The U.S. National Oceanic and Atmospheric Administration (NOAA) and The International Coral Reef Initiative (ICRI) have announced that we have now entered a fourth global mass coral bleaching event.

Incidents of coral bleaching due to heat stress have become a major point of concern across reef systems in Australia, Brazil and other countries.

"It is critical that the government, resorts and private individuals also contribute to efforts that will assess the scope and extent of this coral bleaching event," Nizam said.

According to frequent divers, previous incidents of coral bleaching were usually limited to coral reefs with ample exposure to sunlight. However, reports have been collected of corals at a greater depth of 20m also turning white as a result of bleaching caused by the current spike in global ocean temperatures.

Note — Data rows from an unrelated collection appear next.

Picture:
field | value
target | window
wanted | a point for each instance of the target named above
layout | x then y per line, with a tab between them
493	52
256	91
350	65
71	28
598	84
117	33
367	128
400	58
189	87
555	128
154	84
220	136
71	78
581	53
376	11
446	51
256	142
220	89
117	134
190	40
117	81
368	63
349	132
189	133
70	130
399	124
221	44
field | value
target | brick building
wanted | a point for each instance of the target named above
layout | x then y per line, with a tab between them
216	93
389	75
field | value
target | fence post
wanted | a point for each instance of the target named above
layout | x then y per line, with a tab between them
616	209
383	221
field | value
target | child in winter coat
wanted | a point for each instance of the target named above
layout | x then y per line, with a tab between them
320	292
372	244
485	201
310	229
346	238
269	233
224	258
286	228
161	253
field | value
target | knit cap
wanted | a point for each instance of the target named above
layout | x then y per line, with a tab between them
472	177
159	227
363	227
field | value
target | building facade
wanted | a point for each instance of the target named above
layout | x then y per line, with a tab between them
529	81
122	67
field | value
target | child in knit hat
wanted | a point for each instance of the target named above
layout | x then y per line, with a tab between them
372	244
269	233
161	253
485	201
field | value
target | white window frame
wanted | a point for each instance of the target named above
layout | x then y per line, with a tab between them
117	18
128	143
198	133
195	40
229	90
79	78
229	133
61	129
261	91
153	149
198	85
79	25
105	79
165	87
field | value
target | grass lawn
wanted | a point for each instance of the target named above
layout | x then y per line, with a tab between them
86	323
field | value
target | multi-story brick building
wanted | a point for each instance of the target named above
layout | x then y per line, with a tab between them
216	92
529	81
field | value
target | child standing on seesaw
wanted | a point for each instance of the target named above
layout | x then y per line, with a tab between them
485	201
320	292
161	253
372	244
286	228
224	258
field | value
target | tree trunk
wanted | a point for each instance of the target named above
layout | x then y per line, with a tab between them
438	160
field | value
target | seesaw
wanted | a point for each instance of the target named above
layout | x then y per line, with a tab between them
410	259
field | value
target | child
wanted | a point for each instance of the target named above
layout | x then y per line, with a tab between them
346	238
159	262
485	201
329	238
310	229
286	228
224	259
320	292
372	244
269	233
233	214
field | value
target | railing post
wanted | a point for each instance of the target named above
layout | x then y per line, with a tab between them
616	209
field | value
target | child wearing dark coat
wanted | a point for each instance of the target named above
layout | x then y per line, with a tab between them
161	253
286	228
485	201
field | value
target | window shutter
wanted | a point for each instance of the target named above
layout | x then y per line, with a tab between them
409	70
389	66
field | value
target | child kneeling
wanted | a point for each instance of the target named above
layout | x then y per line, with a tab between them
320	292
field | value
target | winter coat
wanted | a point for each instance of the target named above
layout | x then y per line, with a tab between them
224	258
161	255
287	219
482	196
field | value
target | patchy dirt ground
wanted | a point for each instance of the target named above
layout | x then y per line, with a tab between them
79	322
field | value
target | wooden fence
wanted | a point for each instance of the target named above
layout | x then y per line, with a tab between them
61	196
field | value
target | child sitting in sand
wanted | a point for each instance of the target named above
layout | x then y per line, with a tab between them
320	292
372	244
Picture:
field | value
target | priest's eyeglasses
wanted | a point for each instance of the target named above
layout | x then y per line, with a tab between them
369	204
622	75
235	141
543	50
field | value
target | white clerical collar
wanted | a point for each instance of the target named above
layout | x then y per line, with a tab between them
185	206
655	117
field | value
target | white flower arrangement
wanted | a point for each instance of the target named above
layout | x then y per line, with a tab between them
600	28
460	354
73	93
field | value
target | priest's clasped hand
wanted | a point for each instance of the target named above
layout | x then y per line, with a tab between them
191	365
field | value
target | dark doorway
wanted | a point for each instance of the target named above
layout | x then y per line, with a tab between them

The coral reefs around Hulhumalé in the central Kaafu atoll have also become visibly white as a result of coral bleaching, with similar reports coming out of other atolls in Maldives in recent weeks.

The Maldives Marine Research Institute (MMRI) had also issued a warning earlier in March that coral reefs around the country could be at risk of a mass bleaching event within this year as global warming reaches unprecedented levels due to the present climate crises.

As the months from February through to May are traditionally the warmest for the Maldives under the tropical climate, MMRI has requested for citizens and ocean enthusiasts to be on the look out for coral bleaching events near their islands. MMRI has called for the public to flag mass bleaching of coral reef systems by reporting it to them via email or through their website.

The Maldives Coral Institute has also set up a reporting mechanism to help track mass coral bleaching events as they sweep across the country as a result of extreme global warming.